Pero hay más mundos, amics. La virtud de un avezado narrador está justamente en crear mundos propios que sepan atrapar al lector y dejarlo ahí, residiendo en lugares paradisíacos en los que retozar y solazarse a salvo de la intemperie negra que amenaza fuera. Para ello, siempre tendremos a Mundosport, o a Sportivo, dos de los más afamados heterónimos de nuestro fabulador preferido, ese que tan bien sabe abrigarnos en noches como esta.
Lewandowski y Mbappé bien, pero ni punto de comparación con Lautaro y Koeman, señora. La final de la Champions ya tal, porque todo el mundo sabe que donde se pongan Eric García y Gayá palidece el resto del mundo conocido.
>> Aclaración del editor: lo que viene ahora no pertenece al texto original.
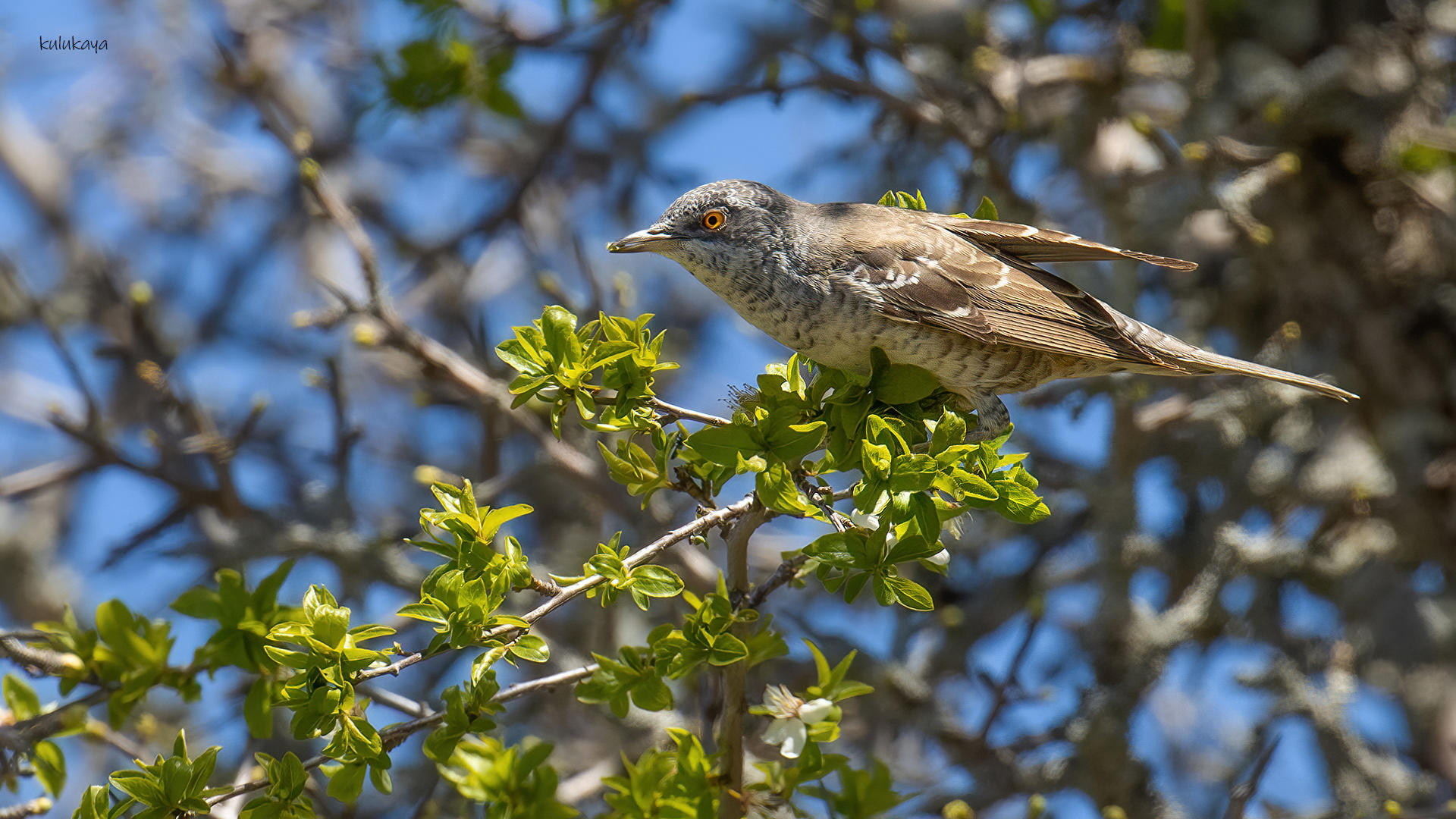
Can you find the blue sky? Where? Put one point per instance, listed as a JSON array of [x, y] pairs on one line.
[[783, 145]]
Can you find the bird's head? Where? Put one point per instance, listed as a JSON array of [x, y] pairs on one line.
[[712, 223]]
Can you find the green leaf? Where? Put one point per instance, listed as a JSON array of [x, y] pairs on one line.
[[651, 694], [657, 582], [899, 384], [727, 651], [50, 767], [258, 708], [530, 648], [1017, 502], [778, 491], [200, 602], [723, 445], [910, 594], [795, 441], [20, 698], [913, 547], [347, 781]]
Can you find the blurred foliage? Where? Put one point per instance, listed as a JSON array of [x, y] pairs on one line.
[[1301, 152]]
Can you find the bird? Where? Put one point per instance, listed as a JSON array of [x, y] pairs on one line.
[[960, 297]]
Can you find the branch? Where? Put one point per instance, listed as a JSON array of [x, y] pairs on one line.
[[34, 808], [672, 413], [1245, 790], [730, 727]]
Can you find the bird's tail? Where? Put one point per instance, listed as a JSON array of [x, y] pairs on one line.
[[1203, 362], [1180, 356]]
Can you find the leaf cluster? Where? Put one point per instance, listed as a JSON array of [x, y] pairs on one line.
[[561, 365]]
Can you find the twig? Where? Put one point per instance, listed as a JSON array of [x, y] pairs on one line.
[[24, 733], [395, 735], [1244, 792], [52, 662], [730, 726], [41, 477], [781, 577], [1002, 691], [672, 411], [397, 701]]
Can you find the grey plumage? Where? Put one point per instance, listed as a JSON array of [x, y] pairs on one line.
[[962, 297]]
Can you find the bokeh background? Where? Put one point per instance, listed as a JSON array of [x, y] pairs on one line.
[[1229, 564]]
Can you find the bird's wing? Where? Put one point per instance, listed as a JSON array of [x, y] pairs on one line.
[[1041, 245], [934, 276]]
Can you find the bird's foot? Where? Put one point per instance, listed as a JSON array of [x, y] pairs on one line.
[[992, 419]]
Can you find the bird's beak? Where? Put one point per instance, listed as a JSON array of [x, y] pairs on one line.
[[641, 242]]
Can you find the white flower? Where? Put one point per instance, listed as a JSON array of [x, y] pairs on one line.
[[791, 719]]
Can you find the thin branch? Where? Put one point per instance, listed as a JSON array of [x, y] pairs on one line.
[[1245, 790], [395, 735], [41, 477], [34, 808], [730, 726], [672, 413]]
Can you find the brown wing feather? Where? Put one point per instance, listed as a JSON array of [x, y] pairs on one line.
[[1041, 245], [944, 280]]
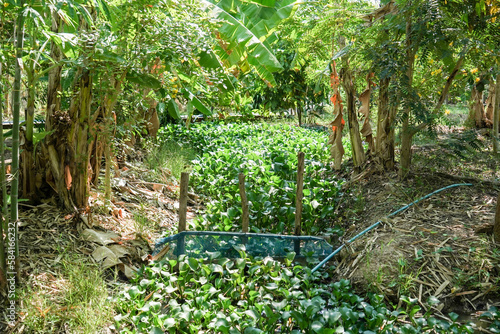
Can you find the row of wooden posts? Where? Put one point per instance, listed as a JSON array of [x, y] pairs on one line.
[[183, 197]]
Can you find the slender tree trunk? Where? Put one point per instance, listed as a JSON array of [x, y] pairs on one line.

La Copa de Europa no es más que una cortina de humo, el enésimo intento del discurso dominante por ensombrecer lo que de verdad importa, por ejemplo que Koeman es más que un entrenador, según reza (literalmente) un artículo que anuncia Sport en su portada.
Aquí no ha pasado nada, queridos niños. La anunciada reconstrucción tiene visos lampedusianos, que todo cambie para que todo siga igual, que Sportivo siga cantando virtudes y alabanzas por toda la comarca, salgan mujeres y niños a las calles con tambores, carracas y trompetas, hagamos fiestas populares donde loemos lo nuestro sin mácula ni ira, bailemos sobre nuestra tumba, convirtamos el agua en vino, multipliquemos panes y peces, que en esta aldea la palabra solución solo tendría sentido en el extrañísimo caso de que tuviéramos algún problema, y de todos es sabido que los problemas solo nos vienen de fuera como viles amenazas resentidas.
Así que vean si quieren la final de la Champions, debatan ingenuos sobre si prefieren que la gane un clásico con pasado o un advenedizo financiero. En cualquiera de los dos casos, seguirán ustedes bailando al son del orden establecido, se perderán nuestra excepcionalidad, nuestro cuento, nuestra Arcadia. Ni en los días de tormenta hace frío aquí, porque hasta el frío es cosa creada para procurar molestarnos. Contra eso, tenemos un sol de latón que pueden ustedes adquirir por un módico precio con los cupones que entrega a diario Mundosport. Hasta agotar existencias.